Capital city house prices finished the financial year with double-digit gains, but the rate of growth is easing.  

Capital city home values rose 10.1 per cent in the 12 months to the end of June, the RP Data Rismark Home Value Index showed on Tuesday.

For the month, prices rose 1.4 per cent after falling 1.9 per cent in May.

The largest gains for the financial year were in Sydney and Melbourne, up 15.4 per cent and 9.4 per cent, respectively.

Hobart had the weakest gains, just 2.5 per cent.

RP Data research director Tim Lawless said looking back at the year, house prices peaked last August when they rose four per cent.

“Since that time the rate of capital gain has generally trended towards a more sustainable level,” he said.

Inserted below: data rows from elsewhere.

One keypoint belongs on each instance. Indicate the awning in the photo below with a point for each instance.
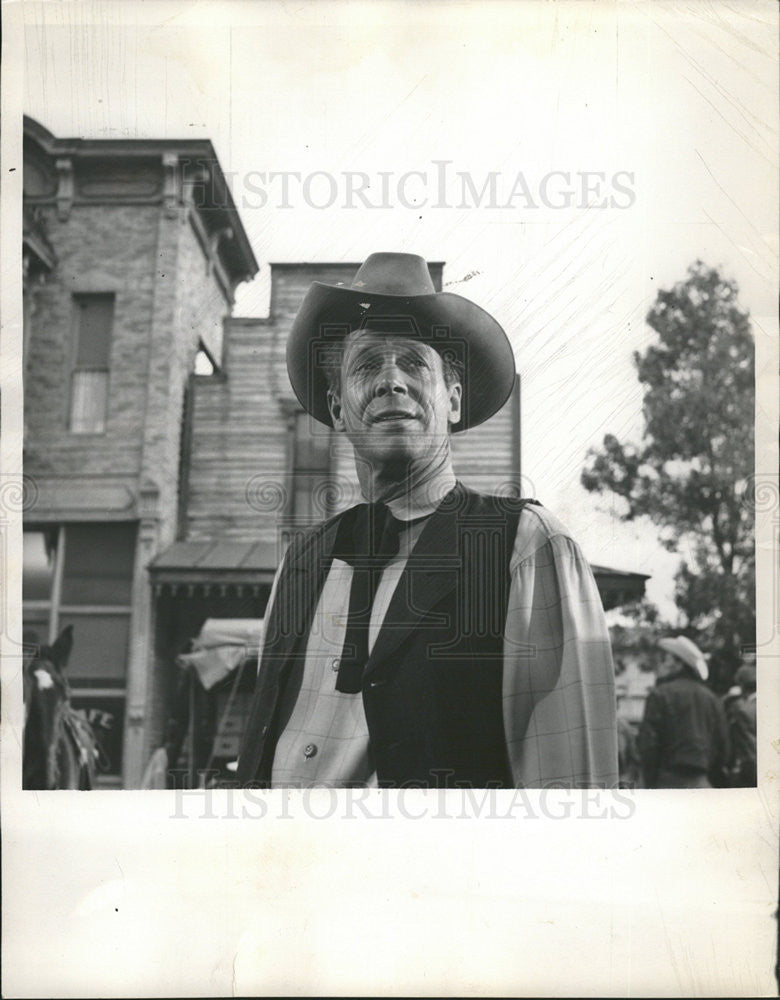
(212, 562)
(618, 586)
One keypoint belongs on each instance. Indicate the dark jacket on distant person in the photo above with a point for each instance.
(684, 730)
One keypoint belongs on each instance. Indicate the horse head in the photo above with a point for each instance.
(45, 692)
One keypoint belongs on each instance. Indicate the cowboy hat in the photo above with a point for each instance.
(688, 652)
(393, 294)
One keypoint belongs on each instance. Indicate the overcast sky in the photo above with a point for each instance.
(569, 160)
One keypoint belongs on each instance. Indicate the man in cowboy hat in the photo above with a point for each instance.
(683, 738)
(431, 636)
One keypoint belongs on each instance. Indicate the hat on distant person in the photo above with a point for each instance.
(392, 294)
(688, 652)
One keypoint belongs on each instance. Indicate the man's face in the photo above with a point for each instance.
(394, 404)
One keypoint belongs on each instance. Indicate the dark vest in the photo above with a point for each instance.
(432, 684)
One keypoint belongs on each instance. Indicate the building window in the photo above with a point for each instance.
(311, 445)
(93, 322)
(81, 575)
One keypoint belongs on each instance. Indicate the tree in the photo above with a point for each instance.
(693, 471)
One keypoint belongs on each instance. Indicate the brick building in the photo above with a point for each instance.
(132, 253)
(169, 455)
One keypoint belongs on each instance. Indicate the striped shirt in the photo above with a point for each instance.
(558, 679)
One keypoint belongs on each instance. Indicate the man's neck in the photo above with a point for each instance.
(417, 495)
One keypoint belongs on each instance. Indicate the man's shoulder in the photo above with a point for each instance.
(308, 537)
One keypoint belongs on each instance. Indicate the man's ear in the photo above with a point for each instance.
(334, 405)
(456, 395)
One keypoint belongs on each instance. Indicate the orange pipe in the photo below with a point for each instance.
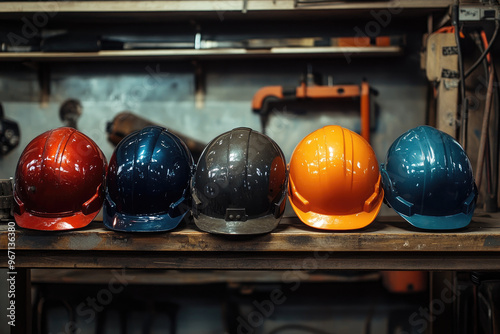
(365, 111)
(264, 92)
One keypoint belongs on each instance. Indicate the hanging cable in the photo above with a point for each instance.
(481, 58)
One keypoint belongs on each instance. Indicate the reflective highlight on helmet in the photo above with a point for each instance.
(334, 180)
(428, 180)
(239, 185)
(147, 184)
(59, 181)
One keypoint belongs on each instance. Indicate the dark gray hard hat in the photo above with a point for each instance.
(239, 186)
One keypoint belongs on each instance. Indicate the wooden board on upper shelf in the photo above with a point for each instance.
(384, 235)
(207, 5)
(204, 53)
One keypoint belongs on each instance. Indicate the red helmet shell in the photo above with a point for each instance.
(59, 181)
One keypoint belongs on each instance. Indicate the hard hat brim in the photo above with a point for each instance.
(451, 222)
(259, 225)
(118, 221)
(75, 221)
(338, 222)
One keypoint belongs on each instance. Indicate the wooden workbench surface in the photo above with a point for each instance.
(388, 243)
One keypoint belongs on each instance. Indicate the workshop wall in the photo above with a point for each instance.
(164, 92)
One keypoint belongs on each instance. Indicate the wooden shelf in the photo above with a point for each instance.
(205, 53)
(386, 244)
(205, 6)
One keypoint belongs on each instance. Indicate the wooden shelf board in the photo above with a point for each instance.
(204, 6)
(384, 235)
(205, 53)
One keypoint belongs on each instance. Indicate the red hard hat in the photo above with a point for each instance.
(59, 181)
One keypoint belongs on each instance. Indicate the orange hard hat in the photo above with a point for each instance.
(334, 180)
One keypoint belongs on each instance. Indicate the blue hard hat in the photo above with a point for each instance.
(147, 185)
(428, 180)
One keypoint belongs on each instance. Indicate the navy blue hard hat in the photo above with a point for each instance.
(428, 180)
(239, 186)
(147, 185)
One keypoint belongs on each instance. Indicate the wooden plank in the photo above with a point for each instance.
(202, 6)
(182, 277)
(295, 262)
(384, 235)
(202, 54)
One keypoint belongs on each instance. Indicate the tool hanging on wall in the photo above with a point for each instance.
(309, 89)
(9, 134)
(126, 122)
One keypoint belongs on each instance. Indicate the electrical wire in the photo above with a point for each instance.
(463, 100)
(481, 58)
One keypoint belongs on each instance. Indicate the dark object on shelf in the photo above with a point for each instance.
(126, 122)
(239, 186)
(70, 111)
(9, 134)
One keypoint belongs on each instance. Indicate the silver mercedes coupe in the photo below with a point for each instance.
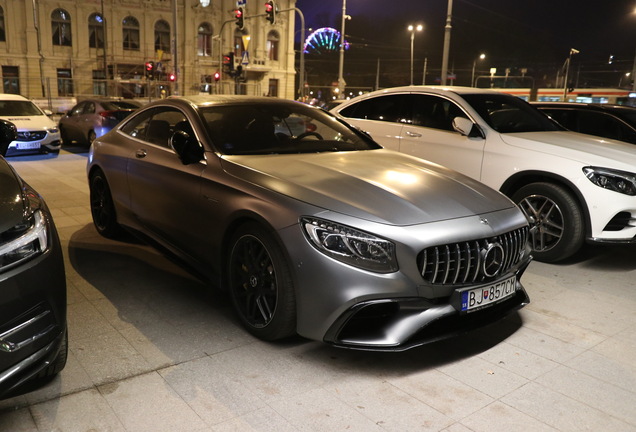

“The slowdown in dwelling value appreciation will be a welcome relief to policy makers and those seeking to buy into the housing market.”

Mr Lawless expects house prices to be well supported because interest rates likely to remain at record low levels.

“The recent volatility in the month-to-month index reading is likely to be a seasonal factor,” he said.

“The last time we saw a negative quarterly movement in our combined capital city index was May last year.”

Sydney once again was the most expensive city with a median dwelling price of $690,000 in May, twice that of Hobart’s $328,250.